Basically, the storm put smiles on skiers faces, but water managers still have heartburn.  The Snowbird SNOTEL snowpack water equivalent didn't go up as much as one might expect from the precipitation gauge observations (this is not uncommon), but even if one jacks up the snowpack water equivalent to account for this, we're still losing ground to average.  At the end of December, we were 6.1" below average snowpack water equivalent.  Today, even with the weekend snow, we're 9.1" of water below average. 

Source: NWS
This time of year, we should be adding about 1.5 inches of water to the upper-elevation snowpack in Little Cottonwood Canyon every week.  In the first 3 weeks of January, we added about 1 inch per week.   We're still losing ground. 

This trend looks to continue for the next week.  Other than some snow showers today, our next change of a storm is in the Thursday-Friday time range.  The downscaled NAEFS ensemble generates anywhere from about 0.25 to 0.9" of water with that storm at Alta Collins.  Some members produce a bit more after that event, but not much.  Only one NAEFS member reaches the coveted 1.5" water mark for the week.   

The end of January roughly marks the midpoint of the winter snow accumulation season at upper elevations.  At Snowbird, for example, the snowpack water equivalent averages 22.1" on February 1, roughly half the average peak of 44 inches on April 27.  With 9.9" currently on the ground, we look to be about 50% of average at the end of the month, with somewhere between 10 and 11.5 inches of snowpack water equivalent.  

We need a real storm cycle and we need it now.  


  1. Honestly the riding was ok at best. Super light snow is fun when it falls on something soft, but that wasn't the case this weekend, at least not at Solitude. There was a very hard, unforgiving layer that the new snow did nothing to buffer. Venturing off the main runs is still a gamble due to very thin coverage, and my buddy picked up a core shot as a souvenir even though we were trying to be conservative with our run choices. Having said that, with the way this season has gone, it was definitely one of the better, if not the best, days of skiing I've had at the resort so far.
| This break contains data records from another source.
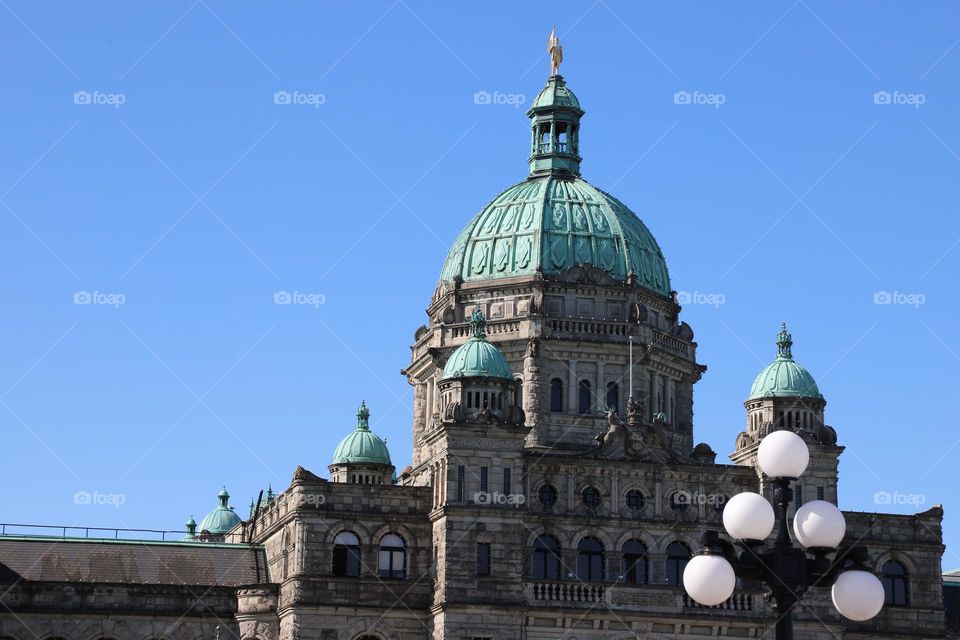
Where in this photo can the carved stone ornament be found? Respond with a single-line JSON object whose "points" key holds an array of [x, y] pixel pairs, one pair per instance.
{"points": [[586, 273]]}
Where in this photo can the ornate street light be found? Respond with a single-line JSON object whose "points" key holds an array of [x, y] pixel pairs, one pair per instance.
{"points": [[787, 570]]}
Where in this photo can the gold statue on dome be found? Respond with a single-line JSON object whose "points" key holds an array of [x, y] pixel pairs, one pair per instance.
{"points": [[555, 51]]}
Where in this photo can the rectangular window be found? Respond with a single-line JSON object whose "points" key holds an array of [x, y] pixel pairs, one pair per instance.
{"points": [[483, 558]]}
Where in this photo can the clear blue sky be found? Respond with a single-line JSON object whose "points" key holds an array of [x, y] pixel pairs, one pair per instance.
{"points": [[183, 187]]}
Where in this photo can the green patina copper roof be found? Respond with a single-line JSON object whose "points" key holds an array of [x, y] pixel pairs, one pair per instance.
{"points": [[554, 219], [222, 519], [477, 358], [362, 446], [555, 94], [783, 377]]}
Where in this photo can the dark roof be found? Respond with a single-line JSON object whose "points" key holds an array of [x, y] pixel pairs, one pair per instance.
{"points": [[130, 561]]}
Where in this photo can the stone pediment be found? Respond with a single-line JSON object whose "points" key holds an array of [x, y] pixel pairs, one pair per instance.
{"points": [[636, 439], [586, 273]]}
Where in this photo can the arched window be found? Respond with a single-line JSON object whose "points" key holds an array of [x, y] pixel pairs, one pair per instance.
{"points": [[680, 501], [590, 498], [546, 558], [894, 583], [590, 560], [678, 555], [346, 555], [547, 495], [584, 397], [613, 395], [556, 395], [635, 562], [635, 500], [393, 557]]}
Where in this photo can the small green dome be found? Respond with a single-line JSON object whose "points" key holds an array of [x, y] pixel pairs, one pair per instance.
{"points": [[783, 377], [362, 446], [191, 534], [477, 358], [222, 519]]}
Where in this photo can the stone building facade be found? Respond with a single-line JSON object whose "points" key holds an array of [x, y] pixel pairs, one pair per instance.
{"points": [[556, 489]]}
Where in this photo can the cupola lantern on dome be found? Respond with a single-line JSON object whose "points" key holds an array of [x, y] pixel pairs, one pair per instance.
{"points": [[477, 384], [784, 377], [216, 524], [477, 357], [362, 457], [554, 220]]}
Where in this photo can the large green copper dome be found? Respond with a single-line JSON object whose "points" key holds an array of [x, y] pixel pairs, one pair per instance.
{"points": [[477, 358], [362, 446], [222, 519], [554, 219], [783, 377]]}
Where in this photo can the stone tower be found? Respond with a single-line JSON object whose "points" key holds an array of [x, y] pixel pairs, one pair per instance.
{"points": [[785, 396], [566, 277]]}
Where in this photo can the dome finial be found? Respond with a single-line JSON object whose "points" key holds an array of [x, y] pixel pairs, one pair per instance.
{"points": [[363, 417], [478, 324], [555, 51], [784, 342]]}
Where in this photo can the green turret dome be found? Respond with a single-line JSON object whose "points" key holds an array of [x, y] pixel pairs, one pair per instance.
{"points": [[784, 377], [362, 446], [477, 358], [554, 219], [222, 519]]}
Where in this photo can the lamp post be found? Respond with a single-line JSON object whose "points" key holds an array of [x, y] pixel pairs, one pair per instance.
{"points": [[787, 570]]}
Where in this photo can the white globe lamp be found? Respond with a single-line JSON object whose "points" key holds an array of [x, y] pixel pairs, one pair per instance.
{"points": [[709, 579], [857, 595], [783, 454], [819, 524], [748, 516]]}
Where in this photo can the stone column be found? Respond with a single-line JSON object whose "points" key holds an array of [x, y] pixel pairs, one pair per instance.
{"points": [[668, 403], [654, 386], [533, 388], [601, 401], [572, 386]]}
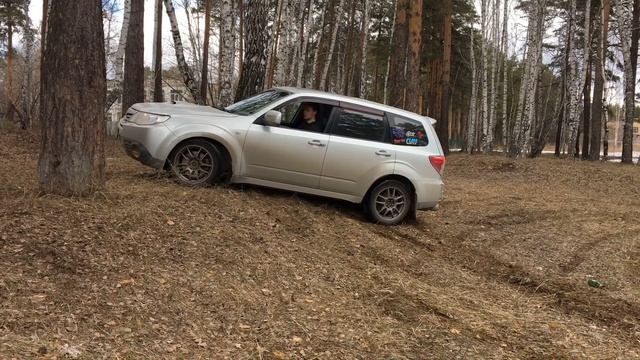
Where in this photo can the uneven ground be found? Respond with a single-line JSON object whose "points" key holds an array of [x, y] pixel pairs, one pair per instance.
{"points": [[150, 269]]}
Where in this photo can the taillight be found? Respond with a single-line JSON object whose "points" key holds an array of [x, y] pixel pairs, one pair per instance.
{"points": [[438, 162]]}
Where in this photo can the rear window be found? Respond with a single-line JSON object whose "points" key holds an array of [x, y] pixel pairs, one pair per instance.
{"points": [[407, 132], [359, 125]]}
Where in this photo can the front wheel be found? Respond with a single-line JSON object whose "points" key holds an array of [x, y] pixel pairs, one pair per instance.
{"points": [[196, 162], [389, 202]]}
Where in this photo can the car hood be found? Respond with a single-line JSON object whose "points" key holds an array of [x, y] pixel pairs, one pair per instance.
{"points": [[178, 109]]}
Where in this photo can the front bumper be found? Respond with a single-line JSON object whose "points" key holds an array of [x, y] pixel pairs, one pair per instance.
{"points": [[147, 144], [137, 151]]}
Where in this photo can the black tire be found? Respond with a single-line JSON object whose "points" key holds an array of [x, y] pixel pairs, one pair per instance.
{"points": [[390, 202], [197, 162]]}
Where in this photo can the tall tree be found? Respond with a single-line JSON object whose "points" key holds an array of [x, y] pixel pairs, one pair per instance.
{"points": [[116, 91], [133, 84], [72, 153], [332, 45], [225, 58], [12, 18], [361, 91], [624, 15], [598, 92], [398, 58], [305, 32], [204, 81], [412, 102], [187, 74], [158, 96], [442, 126], [255, 56]]}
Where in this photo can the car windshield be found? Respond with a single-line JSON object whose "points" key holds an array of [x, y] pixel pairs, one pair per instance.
{"points": [[253, 104]]}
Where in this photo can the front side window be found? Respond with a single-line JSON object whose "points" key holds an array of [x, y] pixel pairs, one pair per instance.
{"points": [[360, 125], [254, 104], [407, 132]]}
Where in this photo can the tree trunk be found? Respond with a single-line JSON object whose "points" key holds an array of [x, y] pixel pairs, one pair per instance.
{"points": [[158, 96], [73, 129], [586, 126], [579, 79], [624, 15], [398, 60], [255, 57], [225, 62], [273, 48], [598, 92], [204, 80], [133, 83], [413, 61], [187, 75], [471, 127], [302, 56], [362, 90], [116, 90], [442, 126], [332, 45], [505, 66]]}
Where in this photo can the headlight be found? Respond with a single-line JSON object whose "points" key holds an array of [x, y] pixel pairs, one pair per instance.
{"points": [[142, 118]]}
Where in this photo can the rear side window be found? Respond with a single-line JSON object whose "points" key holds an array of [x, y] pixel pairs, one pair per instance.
{"points": [[360, 125], [407, 132]]}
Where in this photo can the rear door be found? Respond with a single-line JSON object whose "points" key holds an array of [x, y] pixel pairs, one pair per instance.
{"points": [[359, 151]]}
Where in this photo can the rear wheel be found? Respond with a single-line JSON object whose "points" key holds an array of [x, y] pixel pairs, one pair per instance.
{"points": [[197, 162], [390, 202]]}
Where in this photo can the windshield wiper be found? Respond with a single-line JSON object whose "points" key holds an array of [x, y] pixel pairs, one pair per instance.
{"points": [[219, 108]]}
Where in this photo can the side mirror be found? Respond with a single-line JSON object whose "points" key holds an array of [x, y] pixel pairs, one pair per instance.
{"points": [[273, 118]]}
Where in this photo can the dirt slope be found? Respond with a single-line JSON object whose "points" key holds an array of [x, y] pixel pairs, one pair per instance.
{"points": [[150, 269]]}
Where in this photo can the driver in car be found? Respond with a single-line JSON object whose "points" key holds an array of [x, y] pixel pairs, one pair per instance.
{"points": [[309, 118]]}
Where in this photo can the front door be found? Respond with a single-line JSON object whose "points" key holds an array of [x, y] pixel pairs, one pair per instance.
{"points": [[285, 154]]}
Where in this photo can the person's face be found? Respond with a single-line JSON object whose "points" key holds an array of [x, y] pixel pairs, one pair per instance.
{"points": [[309, 113]]}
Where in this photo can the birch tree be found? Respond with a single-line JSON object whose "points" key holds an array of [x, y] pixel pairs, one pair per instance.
{"points": [[598, 91], [116, 90], [133, 84], [204, 80], [255, 56], [157, 53], [332, 45], [363, 48], [225, 61], [578, 78], [187, 74], [302, 54], [471, 125], [624, 14]]}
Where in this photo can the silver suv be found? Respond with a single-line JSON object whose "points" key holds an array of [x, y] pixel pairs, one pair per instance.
{"points": [[300, 140]]}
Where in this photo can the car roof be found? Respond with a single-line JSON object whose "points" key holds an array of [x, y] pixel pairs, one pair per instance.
{"points": [[352, 100]]}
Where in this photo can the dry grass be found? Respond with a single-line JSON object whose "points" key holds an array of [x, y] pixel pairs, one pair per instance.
{"points": [[150, 269]]}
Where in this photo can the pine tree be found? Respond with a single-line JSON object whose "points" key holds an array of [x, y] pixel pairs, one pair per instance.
{"points": [[73, 129]]}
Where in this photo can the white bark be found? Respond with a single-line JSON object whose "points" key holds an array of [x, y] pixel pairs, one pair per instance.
{"points": [[505, 82], [179, 49], [332, 45], [302, 54], [363, 48], [471, 126], [624, 14], [578, 79], [485, 69], [226, 59]]}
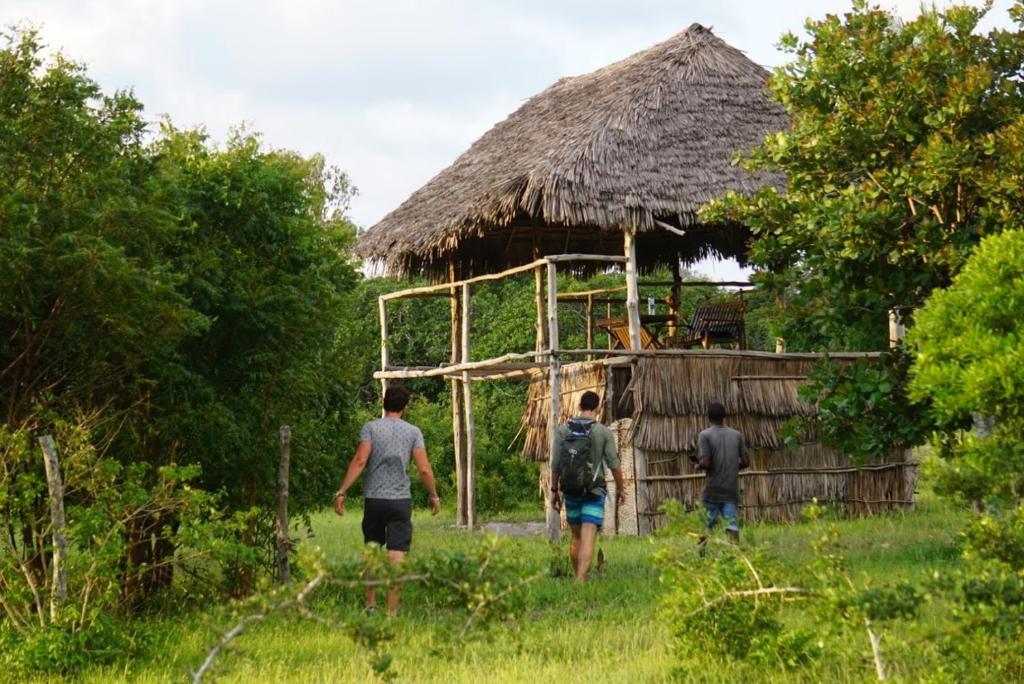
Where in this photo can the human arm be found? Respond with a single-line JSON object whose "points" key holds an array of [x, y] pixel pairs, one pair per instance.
{"points": [[355, 468], [620, 490], [556, 454], [427, 477]]}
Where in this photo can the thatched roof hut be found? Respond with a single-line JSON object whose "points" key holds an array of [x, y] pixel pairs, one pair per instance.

    1. "The best deep-powder skiing is not found in the lightest snow, but rather in snow with enough ‘body’ to provide good flotation for the running ski.”
      -Ed LaChapelle

      That quote came to mind on Saturday.

      I've argued on this site that blower dumps don't create the best riding conditions, but people have called me a loon, so I no longer say the skiing was OK on those days.


  2. Yep, that quote is spot on. The snow that fell this weekend was very aesthetically pleasing as evidenced by the pictures put up on social media, but that was about it. When you're still looking to cover up rocks, logs, branches, and shrubbery, 3-5% isn't what you need.